To make agile working possible the infrastructure is critical as is cultural acceptance. She says that the infrastructure to support agile working, in terms, for example, of the technology for working remotely, has been in place for some time. This is having a positive impact on cultural change. Allied to this, many companies are now looking at ways of implementing different forms of working to reduce their overheads and make themselves better equipped to handle the recession. Instead of making mass redundancies and losing the talented staff they need to keep ahead, companies are looking to scale back instead and promoting things like sabbaticals and reduced hours to tide them over the next year or so.
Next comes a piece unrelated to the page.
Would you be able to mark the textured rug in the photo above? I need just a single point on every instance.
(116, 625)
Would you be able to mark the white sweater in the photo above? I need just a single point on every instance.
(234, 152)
In previous recessions, companies have cut back and then been forced to go through a large recruitment exercise when the economy has perked up. “People are looking at these issues in a very creative way using creative reduction,” says Williams Gardener, “and there will be many people who benefit from an improved work/life balance.”
She is determined to be positive about the future, saying that although we might not see the proverbial green shoots of recovery in the near future, “if we are at least positive there is the possibility that this positivity will reflect off people”.
On the issue of equal pay for equal work, she is very definite: people should be paid on performance, rather than presenteeism and there is no reason someone should accept lower pay for working in an agile way. “You should pay people for what they do and how they contribute and do it through clearly agreed performance criteria,” says Williams Gardener. She admits that it takes “a very talented manager” to manage people on performance and some jobs cannot be done without people being physically present. However, many can: for instance, in retail, people can work in an agile way by doing shifts which fit in with our 24/7 world.
Outside of work, she agrees that women are still a “long way from equality” in terms of who does the housework and childcare and that women, whether they work or not, still shoulder most of the work. But she counsels women not to think they can do it all. “No one is superwoman,” she states. “There is no such thing. Those women who look like they do do it all usually have an army of helpers. People are turning against this and realising that being superwoman is not possible.” Williams Gardener herself is a working mum and an agile worker so she knows what she is talking about. She has two children aged 6 and 7 and works “the equivalent of full time”. This includes working from home some of the time. “And I would never miss a sports day,” she adds emphatically.